Mousavi’s Tuesday comments came in reaction to the opening of the Peace Loya Jirga (grand assembly) in Kabul.
Thousands of Afghans congregated in Kabul on Monday for a rare consultative meeting aimed at finding ways to negotiate a peace deal with the Taliban and end Afghanistan’s war.
The four-day consultative grand assembly, known as a Loya Jirga, is aimed at building consensus among various ethnic groups and tribal factions and is traditionally convened under extraordinary circumstances.
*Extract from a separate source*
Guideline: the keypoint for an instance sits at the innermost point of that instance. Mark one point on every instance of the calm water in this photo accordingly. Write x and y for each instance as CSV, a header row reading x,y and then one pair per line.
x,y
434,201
This week’s meeting, being attended by 3,200 tribal elders, and community and religious leaders from all 34 provinces, aims to set out Kabul’s conditions for any peace deal.
President Ashraf Ghani invited the Taliban to the Loya Jirga but they have urged people to boycott it, denouncing it as an attempt by the Western-backed government to deceive the country and extend what the Taliban see as its illegitimate rule.
“Do not participate in the enemy’s conspiracy under the name of Jirga, instead find ways to further sideline the shaky administration of Kabul,” Taliban spokesman Zabihullah Mujahid said in a statement.
In the past, the Taliban have fired rockets at the Loya Jirga tent, and much of Kabul was under virtual lock down on Monday, amid a massive security operation for the meeting.
Western diplomats believe the assembly is an attempt by President Ghani to influence peace talks between the United States and the Taliban, which the Taliban have excluded his government from.
Ghani, who hopes to secure a second term in presidential election set for September, is feeling isolated from the peace process and the Loya Jirga was a bid to broaden his support, Western diplomats in Kabul said.